October 19, 2017

GM owes CT, others $120M in ignition flap

Connecticut will share in a tentative $120 million settlement with General Motors over allegations the auto giant hid safety issues tied to faulty ignition switches in certain car models, authorities say.

State Attorney General George Jepsen's office said Thursday Connecticut would collect $3.2 million if a court approves the settlement between GM and 48 states and the District of Columbia.

Of its share, $350,000 would go into the AG's Consumer Protection Fund, and the rest into the state's "rainy day,'' or General Fund. Jepsen said his office represented Connecticut by serving on the multistate investigation's nine-state executive committee.

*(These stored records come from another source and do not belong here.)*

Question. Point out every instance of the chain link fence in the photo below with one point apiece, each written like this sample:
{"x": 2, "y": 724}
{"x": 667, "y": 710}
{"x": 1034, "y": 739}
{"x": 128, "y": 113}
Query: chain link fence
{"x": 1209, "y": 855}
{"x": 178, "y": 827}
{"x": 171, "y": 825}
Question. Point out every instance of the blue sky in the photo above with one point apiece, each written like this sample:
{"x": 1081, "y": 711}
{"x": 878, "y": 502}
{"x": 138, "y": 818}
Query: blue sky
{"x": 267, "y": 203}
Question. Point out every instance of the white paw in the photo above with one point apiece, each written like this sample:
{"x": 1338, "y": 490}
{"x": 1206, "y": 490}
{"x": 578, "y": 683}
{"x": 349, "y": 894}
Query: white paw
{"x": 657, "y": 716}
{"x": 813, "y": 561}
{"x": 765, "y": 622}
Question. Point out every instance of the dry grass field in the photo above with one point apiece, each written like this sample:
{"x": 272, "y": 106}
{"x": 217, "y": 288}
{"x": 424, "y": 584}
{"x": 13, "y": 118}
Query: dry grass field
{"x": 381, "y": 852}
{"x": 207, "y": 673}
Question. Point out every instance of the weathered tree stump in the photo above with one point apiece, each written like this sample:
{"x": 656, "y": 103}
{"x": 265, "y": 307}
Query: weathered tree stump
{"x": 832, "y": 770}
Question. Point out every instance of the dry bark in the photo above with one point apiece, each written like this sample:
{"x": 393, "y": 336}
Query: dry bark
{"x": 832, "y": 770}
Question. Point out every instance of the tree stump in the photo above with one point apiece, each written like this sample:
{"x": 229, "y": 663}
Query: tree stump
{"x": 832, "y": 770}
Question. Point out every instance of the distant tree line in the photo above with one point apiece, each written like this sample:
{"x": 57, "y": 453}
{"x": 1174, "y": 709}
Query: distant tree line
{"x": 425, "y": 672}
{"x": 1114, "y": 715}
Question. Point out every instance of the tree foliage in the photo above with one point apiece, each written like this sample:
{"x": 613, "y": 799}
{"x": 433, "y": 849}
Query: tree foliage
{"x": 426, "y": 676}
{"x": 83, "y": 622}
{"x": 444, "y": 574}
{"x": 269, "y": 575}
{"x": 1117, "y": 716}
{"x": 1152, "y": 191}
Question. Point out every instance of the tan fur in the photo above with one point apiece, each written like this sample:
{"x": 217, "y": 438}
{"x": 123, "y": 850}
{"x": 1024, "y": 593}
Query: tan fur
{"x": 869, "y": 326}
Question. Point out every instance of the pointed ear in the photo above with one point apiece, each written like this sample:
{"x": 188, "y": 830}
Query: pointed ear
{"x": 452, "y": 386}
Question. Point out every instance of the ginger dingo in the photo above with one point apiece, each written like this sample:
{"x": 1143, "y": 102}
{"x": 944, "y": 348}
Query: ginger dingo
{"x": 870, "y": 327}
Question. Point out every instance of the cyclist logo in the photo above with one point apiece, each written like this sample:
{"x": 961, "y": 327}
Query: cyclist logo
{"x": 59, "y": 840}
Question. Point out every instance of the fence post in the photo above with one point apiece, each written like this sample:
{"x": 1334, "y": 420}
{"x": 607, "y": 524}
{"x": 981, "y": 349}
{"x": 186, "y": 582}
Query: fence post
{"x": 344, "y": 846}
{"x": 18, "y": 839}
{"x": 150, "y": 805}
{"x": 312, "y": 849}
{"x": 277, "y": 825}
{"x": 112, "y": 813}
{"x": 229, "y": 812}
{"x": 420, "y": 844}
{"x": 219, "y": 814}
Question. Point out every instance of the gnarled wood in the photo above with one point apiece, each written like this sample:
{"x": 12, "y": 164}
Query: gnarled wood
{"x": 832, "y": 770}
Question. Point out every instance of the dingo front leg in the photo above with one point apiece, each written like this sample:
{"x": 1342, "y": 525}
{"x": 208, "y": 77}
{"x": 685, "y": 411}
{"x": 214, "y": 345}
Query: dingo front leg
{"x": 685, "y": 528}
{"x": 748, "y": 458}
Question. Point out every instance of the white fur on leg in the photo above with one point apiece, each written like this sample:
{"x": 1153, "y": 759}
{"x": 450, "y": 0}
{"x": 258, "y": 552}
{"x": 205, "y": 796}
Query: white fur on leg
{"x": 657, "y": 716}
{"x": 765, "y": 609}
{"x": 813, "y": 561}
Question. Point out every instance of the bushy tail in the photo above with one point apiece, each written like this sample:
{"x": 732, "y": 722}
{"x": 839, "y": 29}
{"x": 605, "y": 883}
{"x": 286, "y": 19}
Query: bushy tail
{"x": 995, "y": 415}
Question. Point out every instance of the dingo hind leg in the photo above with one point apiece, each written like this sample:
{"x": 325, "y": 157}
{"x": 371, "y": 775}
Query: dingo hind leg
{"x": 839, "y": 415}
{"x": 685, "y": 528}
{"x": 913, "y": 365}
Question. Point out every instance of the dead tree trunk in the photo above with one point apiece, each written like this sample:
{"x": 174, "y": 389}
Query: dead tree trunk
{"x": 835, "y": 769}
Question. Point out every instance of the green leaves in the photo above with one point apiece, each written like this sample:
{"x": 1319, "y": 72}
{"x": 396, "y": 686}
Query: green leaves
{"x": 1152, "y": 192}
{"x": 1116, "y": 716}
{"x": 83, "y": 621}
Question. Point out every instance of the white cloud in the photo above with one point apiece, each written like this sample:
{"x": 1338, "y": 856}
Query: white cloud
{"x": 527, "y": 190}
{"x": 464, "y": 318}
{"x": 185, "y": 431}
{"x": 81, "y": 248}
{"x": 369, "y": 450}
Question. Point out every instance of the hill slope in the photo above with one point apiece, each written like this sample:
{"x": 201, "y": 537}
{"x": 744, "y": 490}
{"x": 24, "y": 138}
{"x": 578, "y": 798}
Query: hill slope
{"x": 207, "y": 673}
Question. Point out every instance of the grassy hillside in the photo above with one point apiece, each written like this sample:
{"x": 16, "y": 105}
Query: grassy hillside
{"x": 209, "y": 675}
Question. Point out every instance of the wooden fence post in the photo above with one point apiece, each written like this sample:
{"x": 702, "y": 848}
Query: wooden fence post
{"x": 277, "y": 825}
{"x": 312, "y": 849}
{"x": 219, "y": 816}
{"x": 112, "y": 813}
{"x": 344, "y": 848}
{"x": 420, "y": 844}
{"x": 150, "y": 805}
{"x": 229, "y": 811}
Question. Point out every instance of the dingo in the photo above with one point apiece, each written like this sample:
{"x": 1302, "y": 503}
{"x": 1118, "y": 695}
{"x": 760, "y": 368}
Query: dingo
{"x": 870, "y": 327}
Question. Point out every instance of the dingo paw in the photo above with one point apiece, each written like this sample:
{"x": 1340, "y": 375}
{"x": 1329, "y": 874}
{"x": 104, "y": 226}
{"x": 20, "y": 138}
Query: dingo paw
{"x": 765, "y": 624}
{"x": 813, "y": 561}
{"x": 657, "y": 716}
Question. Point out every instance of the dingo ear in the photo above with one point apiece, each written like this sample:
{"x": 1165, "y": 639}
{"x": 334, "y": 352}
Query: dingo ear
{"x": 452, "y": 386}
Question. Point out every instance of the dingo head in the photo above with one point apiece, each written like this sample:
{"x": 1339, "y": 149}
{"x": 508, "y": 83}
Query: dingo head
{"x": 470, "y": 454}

The investigation was launched in 2014 following National Highway Transportation Safety Administration recalls into the defective ignition switches. That year, GM issued seven vehicle recalls in response to unintended key-rotation and ignition-switch issues, which have affected more than 9 million vehicles nationwide.

The recalls involved a defective ignition switch that, under certain circumstances, could move out of the "run" position into the "accessory" or "off" position, causing electrical systems, including power steering and power brakes, to become inoperable.

If a collision occurs while the ignition switch is in "accessory" or "off," the vehicle's safety airbags may also fail to deploy, increasing the risk of serious injury or death that the airbag was designed to prevent.

Connecticut and its municipal co-plaintiffs alleged that certain GM employees knew as early as 2004 that the ignition switch posed a safety defect because it could cause airbag non-deployment.

"Automakers, like any manufacturer, have a responsibility under state law to be truthful in the representations they make about their products," Jepsen said in a statement.

In addition to the monetary payment, GM agreed to instruct its dealers that all applicable safety repairs be completed before any GM motor vehicle sold in the U.S. and included in a recall is eligible for certification. If there is a recall on any certified pre-owned vehicle sold in the U.S., the required repair must be completed before the vehicle is delivered to a consumer.